In the same YouTube video piece Loughner remarked that, “If you call me a terrorist then the argument to call me a terrorist is ad hominem.” The adjective ad hominem means “1. Appealing to feelings or prejudices rather than intellect, and 2. Marked by or being an attack on an opponent's character rather than by an answer to the contentions made.”
Loughner's argument that calling him a terrorist based simply on our feelings or prejudice's towards him or his beliefs is the product of a delusional mind – it doesn't account for the terrorist modus operandi towards violence against those who they may disagree with as resolution to the issue. Indeed, the more Loughner eschewed reality for a controlled dream state, called “lucid dreaming,” it's becoming obvious he no longer understood the differences between the two.
We shouldn't fall into a similar fate when it comes to the discussion about the role of words in our society, particularly when it comes to debates about how we effectively order our affairs, which is the role of government. Making emotional attacks on someone or some group's character rather than a learned intellectual response to positions is the modus operandi in today's society, regardless of the issue.
There are no better witnesses to this than we media types. Can you think of letters to the editor where someone takes issue with an article, editorial or opinion piece but instead of using facts in opposition engages in emotional speculation regarding the author or authors' character and/or imagined motives behind the piece?
I can, several recent ones in fact.
Sarah Palin is right in that this type of language in our discourse has been going on for a long time. The 2010 political season pales in comparison to the vulgar, inflammatory accusations made during the 1828 presidential campaign between John Quincy Adams and Andrew Jackson.
But Palin's comments carry the unspoken implication that, in other words, that's just the way the game is played and it won't change.
But why can't it change? Why should we accept this?
The conversation about Tucson and the state of our political discourse must take place. It goes beyond cartoon crosshairs on a website, beyond Sharon Angel's comment of resorting to “Second Amendment remedies” to fix undesired political outcomes and beyond tea partiers holding signs portraying President Barack Obama as Adolf Hitler.

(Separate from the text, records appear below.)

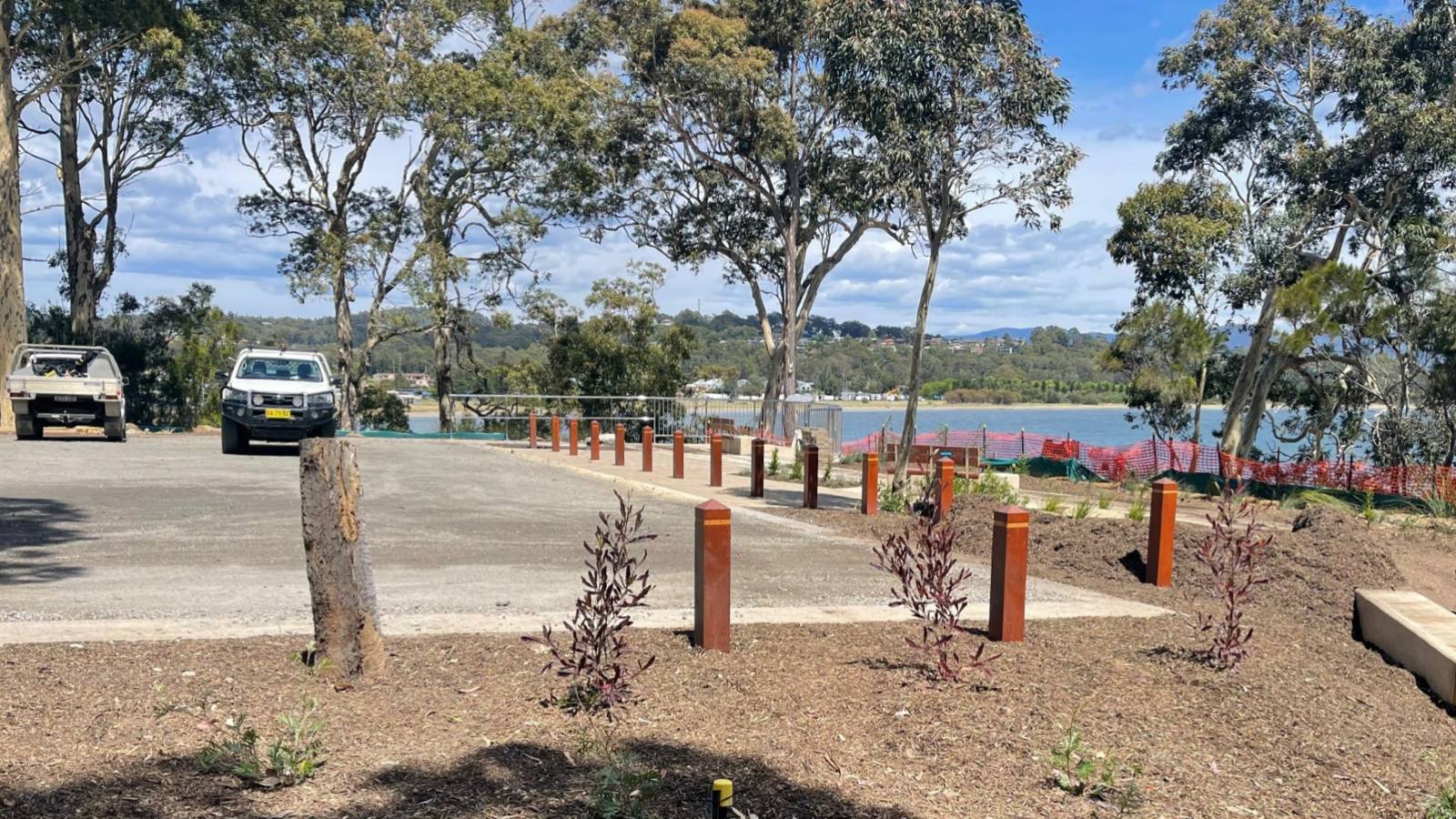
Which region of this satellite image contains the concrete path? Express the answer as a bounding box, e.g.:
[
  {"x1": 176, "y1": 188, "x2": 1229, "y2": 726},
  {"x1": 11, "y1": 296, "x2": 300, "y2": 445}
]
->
[{"x1": 0, "y1": 436, "x2": 1160, "y2": 642}]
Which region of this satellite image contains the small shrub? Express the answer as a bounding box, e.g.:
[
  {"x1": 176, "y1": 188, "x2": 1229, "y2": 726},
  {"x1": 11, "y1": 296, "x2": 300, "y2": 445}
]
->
[
  {"x1": 1194, "y1": 490, "x2": 1274, "y2": 671},
  {"x1": 971, "y1": 472, "x2": 1021, "y2": 506},
  {"x1": 875, "y1": 518, "x2": 1000, "y2": 682},
  {"x1": 197, "y1": 698, "x2": 325, "y2": 788},
  {"x1": 1127, "y1": 490, "x2": 1148, "y2": 521},
  {"x1": 1046, "y1": 723, "x2": 1143, "y2": 814},
  {"x1": 522, "y1": 492, "x2": 657, "y2": 713}
]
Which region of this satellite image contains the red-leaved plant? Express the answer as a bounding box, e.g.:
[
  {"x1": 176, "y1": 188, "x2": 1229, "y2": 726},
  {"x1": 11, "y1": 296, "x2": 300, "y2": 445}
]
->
[
  {"x1": 875, "y1": 507, "x2": 1000, "y2": 682},
  {"x1": 521, "y1": 492, "x2": 657, "y2": 722},
  {"x1": 1196, "y1": 488, "x2": 1274, "y2": 671}
]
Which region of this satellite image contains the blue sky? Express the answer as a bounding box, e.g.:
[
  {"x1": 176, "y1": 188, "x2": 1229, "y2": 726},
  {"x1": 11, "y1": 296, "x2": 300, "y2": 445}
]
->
[{"x1": 24, "y1": 0, "x2": 1228, "y2": 332}]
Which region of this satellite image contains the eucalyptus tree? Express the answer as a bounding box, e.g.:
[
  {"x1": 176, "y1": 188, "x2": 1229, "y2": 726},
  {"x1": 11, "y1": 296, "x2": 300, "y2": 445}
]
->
[
  {"x1": 823, "y1": 0, "x2": 1082, "y2": 487},
  {"x1": 20, "y1": 0, "x2": 226, "y2": 341},
  {"x1": 0, "y1": 0, "x2": 157, "y2": 430},
  {"x1": 1107, "y1": 177, "x2": 1240, "y2": 441},
  {"x1": 228, "y1": 0, "x2": 460, "y2": 424},
  {"x1": 1158, "y1": 0, "x2": 1456, "y2": 456},
  {"x1": 573, "y1": 0, "x2": 893, "y2": 427}
]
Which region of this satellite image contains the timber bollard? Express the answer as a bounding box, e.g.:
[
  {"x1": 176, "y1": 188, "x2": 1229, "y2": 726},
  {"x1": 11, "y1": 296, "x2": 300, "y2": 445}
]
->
[
  {"x1": 693, "y1": 500, "x2": 733, "y2": 652},
  {"x1": 708, "y1": 780, "x2": 741, "y2": 819},
  {"x1": 935, "y1": 455, "x2": 956, "y2": 523},
  {"x1": 748, "y1": 439, "x2": 763, "y2": 497},
  {"x1": 859, "y1": 451, "x2": 879, "y2": 514},
  {"x1": 988, "y1": 506, "x2": 1031, "y2": 642},
  {"x1": 1143, "y1": 478, "x2": 1178, "y2": 586},
  {"x1": 804, "y1": 443, "x2": 818, "y2": 509}
]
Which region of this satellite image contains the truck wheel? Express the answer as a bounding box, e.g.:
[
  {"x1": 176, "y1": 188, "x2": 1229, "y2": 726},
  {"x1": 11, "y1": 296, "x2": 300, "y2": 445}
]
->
[
  {"x1": 223, "y1": 419, "x2": 248, "y2": 455},
  {"x1": 15, "y1": 417, "x2": 44, "y2": 440}
]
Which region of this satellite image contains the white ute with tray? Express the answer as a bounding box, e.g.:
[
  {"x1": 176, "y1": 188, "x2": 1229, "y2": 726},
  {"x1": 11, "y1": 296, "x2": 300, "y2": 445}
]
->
[{"x1": 5, "y1": 344, "x2": 126, "y2": 441}]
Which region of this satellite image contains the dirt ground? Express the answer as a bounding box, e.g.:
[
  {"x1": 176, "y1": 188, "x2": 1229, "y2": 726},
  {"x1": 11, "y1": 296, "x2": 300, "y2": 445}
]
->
[{"x1": 0, "y1": 486, "x2": 1456, "y2": 819}]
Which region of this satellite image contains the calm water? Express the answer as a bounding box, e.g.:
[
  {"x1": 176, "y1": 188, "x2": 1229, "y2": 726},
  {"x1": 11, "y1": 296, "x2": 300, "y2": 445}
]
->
[{"x1": 410, "y1": 405, "x2": 1291, "y2": 451}]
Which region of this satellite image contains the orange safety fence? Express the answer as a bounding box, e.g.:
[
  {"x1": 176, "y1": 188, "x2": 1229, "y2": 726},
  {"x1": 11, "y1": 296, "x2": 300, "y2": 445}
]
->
[{"x1": 842, "y1": 430, "x2": 1456, "y2": 502}]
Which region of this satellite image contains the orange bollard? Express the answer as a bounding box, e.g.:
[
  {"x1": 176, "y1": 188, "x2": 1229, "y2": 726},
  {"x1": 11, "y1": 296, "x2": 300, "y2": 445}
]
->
[
  {"x1": 804, "y1": 443, "x2": 818, "y2": 509},
  {"x1": 988, "y1": 506, "x2": 1031, "y2": 642},
  {"x1": 935, "y1": 455, "x2": 956, "y2": 523},
  {"x1": 693, "y1": 500, "x2": 733, "y2": 652},
  {"x1": 1143, "y1": 478, "x2": 1178, "y2": 586},
  {"x1": 748, "y1": 439, "x2": 763, "y2": 497},
  {"x1": 859, "y1": 451, "x2": 879, "y2": 514}
]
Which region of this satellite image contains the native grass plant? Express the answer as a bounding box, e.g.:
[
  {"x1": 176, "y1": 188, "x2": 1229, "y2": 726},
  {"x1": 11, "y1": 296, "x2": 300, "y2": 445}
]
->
[
  {"x1": 522, "y1": 492, "x2": 657, "y2": 723},
  {"x1": 1046, "y1": 717, "x2": 1143, "y2": 814},
  {"x1": 197, "y1": 696, "x2": 325, "y2": 788},
  {"x1": 1127, "y1": 487, "x2": 1148, "y2": 521},
  {"x1": 874, "y1": 507, "x2": 1000, "y2": 682},
  {"x1": 1194, "y1": 488, "x2": 1274, "y2": 671},
  {"x1": 971, "y1": 472, "x2": 1021, "y2": 504}
]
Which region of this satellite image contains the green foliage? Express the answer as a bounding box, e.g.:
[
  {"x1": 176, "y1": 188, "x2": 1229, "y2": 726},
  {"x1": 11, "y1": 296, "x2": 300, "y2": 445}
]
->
[
  {"x1": 197, "y1": 698, "x2": 325, "y2": 788},
  {"x1": 1046, "y1": 722, "x2": 1143, "y2": 814},
  {"x1": 359, "y1": 383, "x2": 410, "y2": 433},
  {"x1": 1127, "y1": 487, "x2": 1148, "y2": 521}
]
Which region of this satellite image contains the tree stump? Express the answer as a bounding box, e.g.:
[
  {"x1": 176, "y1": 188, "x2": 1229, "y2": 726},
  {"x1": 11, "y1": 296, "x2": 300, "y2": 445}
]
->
[{"x1": 298, "y1": 439, "x2": 384, "y2": 676}]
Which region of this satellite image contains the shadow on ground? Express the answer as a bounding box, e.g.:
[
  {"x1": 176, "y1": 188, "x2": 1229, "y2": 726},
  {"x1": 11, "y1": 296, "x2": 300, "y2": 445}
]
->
[
  {"x1": 0, "y1": 497, "x2": 86, "y2": 586},
  {"x1": 0, "y1": 742, "x2": 910, "y2": 819}
]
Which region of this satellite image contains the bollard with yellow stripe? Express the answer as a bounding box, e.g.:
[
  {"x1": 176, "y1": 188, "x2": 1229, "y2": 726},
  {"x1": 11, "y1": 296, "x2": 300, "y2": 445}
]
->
[{"x1": 708, "y1": 780, "x2": 733, "y2": 819}]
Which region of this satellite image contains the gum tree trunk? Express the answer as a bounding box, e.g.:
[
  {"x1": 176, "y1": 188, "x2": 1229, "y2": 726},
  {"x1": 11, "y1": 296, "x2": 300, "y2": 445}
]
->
[
  {"x1": 0, "y1": 49, "x2": 26, "y2": 431},
  {"x1": 298, "y1": 439, "x2": 384, "y2": 676}
]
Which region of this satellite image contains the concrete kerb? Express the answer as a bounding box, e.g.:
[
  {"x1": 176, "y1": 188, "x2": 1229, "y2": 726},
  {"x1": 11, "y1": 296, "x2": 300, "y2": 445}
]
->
[{"x1": 0, "y1": 598, "x2": 1174, "y2": 645}]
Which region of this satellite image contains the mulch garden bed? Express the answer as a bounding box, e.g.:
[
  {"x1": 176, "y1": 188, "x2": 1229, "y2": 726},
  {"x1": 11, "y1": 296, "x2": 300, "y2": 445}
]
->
[{"x1": 0, "y1": 497, "x2": 1456, "y2": 819}]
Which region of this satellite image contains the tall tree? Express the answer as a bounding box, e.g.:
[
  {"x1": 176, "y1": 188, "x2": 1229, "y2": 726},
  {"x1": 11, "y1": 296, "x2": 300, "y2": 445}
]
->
[
  {"x1": 824, "y1": 0, "x2": 1080, "y2": 487},
  {"x1": 561, "y1": 0, "x2": 891, "y2": 433},
  {"x1": 20, "y1": 0, "x2": 224, "y2": 342},
  {"x1": 230, "y1": 0, "x2": 459, "y2": 426}
]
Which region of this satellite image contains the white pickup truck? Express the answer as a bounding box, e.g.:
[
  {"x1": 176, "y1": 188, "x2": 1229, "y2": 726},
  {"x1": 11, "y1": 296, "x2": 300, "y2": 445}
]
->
[
  {"x1": 5, "y1": 344, "x2": 126, "y2": 441},
  {"x1": 217, "y1": 349, "x2": 339, "y2": 455}
]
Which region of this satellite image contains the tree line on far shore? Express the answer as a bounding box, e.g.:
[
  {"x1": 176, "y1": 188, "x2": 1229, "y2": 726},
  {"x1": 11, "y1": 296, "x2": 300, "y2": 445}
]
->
[{"x1": 0, "y1": 0, "x2": 1456, "y2": 475}]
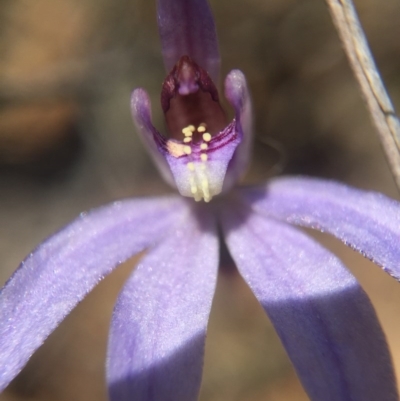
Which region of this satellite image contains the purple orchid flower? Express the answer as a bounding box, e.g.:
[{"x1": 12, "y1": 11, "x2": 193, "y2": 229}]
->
[{"x1": 0, "y1": 0, "x2": 400, "y2": 401}]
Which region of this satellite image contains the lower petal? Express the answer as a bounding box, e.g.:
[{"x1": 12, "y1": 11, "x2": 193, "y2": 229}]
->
[
  {"x1": 0, "y1": 198, "x2": 185, "y2": 391},
  {"x1": 107, "y1": 205, "x2": 218, "y2": 401},
  {"x1": 223, "y1": 206, "x2": 398, "y2": 401}
]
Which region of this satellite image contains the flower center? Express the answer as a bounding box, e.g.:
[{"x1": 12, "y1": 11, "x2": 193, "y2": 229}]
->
[{"x1": 161, "y1": 56, "x2": 227, "y2": 143}]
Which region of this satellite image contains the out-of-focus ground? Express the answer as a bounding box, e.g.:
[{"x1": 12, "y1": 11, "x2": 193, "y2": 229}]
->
[{"x1": 0, "y1": 0, "x2": 400, "y2": 401}]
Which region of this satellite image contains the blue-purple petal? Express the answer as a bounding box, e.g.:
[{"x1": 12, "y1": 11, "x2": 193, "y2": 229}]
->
[
  {"x1": 222, "y1": 208, "x2": 398, "y2": 401},
  {"x1": 107, "y1": 205, "x2": 218, "y2": 401},
  {"x1": 224, "y1": 70, "x2": 253, "y2": 190},
  {"x1": 242, "y1": 177, "x2": 400, "y2": 281},
  {"x1": 0, "y1": 197, "x2": 186, "y2": 391},
  {"x1": 131, "y1": 88, "x2": 176, "y2": 188},
  {"x1": 157, "y1": 0, "x2": 220, "y2": 82}
]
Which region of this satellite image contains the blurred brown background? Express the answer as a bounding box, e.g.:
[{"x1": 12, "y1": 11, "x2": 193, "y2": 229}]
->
[{"x1": 0, "y1": 0, "x2": 400, "y2": 401}]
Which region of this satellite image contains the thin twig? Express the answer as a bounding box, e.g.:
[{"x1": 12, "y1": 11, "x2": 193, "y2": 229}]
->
[{"x1": 326, "y1": 0, "x2": 400, "y2": 190}]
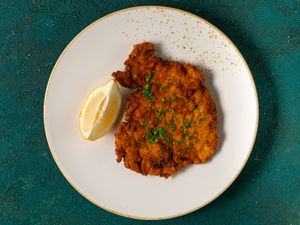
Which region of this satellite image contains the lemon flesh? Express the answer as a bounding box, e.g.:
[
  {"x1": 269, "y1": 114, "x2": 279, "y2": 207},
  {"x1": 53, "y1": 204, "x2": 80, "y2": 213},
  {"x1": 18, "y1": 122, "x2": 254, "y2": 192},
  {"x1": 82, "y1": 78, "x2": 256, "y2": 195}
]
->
[{"x1": 79, "y1": 80, "x2": 122, "y2": 141}]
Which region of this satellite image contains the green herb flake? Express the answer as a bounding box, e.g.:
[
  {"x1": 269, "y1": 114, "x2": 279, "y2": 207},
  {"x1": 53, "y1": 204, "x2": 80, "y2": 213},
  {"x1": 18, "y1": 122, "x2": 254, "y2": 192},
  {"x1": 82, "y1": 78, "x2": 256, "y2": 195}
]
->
[
  {"x1": 146, "y1": 75, "x2": 151, "y2": 83},
  {"x1": 156, "y1": 118, "x2": 162, "y2": 125},
  {"x1": 171, "y1": 123, "x2": 176, "y2": 132},
  {"x1": 155, "y1": 108, "x2": 166, "y2": 116},
  {"x1": 132, "y1": 86, "x2": 142, "y2": 92},
  {"x1": 181, "y1": 132, "x2": 187, "y2": 140},
  {"x1": 143, "y1": 84, "x2": 154, "y2": 100},
  {"x1": 182, "y1": 120, "x2": 191, "y2": 129}
]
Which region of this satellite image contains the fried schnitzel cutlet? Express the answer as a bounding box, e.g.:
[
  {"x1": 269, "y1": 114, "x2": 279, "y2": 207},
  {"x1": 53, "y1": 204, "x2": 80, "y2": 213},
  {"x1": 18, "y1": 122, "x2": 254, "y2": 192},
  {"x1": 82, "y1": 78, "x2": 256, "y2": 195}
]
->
[{"x1": 112, "y1": 43, "x2": 218, "y2": 178}]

In the end it's about how we treat each other, and it boils down to this – we are a fearful people. We are afraid of change; afraid of unacknowledged ignorance and afraid that by admitting someone else might have a good idea we are weak.
It's not a liberal or conservative issue. Fixing it will take a combined effort. Like making stew, making our American society work will take the sum total of all ingredients.
Words do mean something. We need to take responsibility for our words and hold others accountable for theirs.
It's something the founders of this country understood and would want us to do too.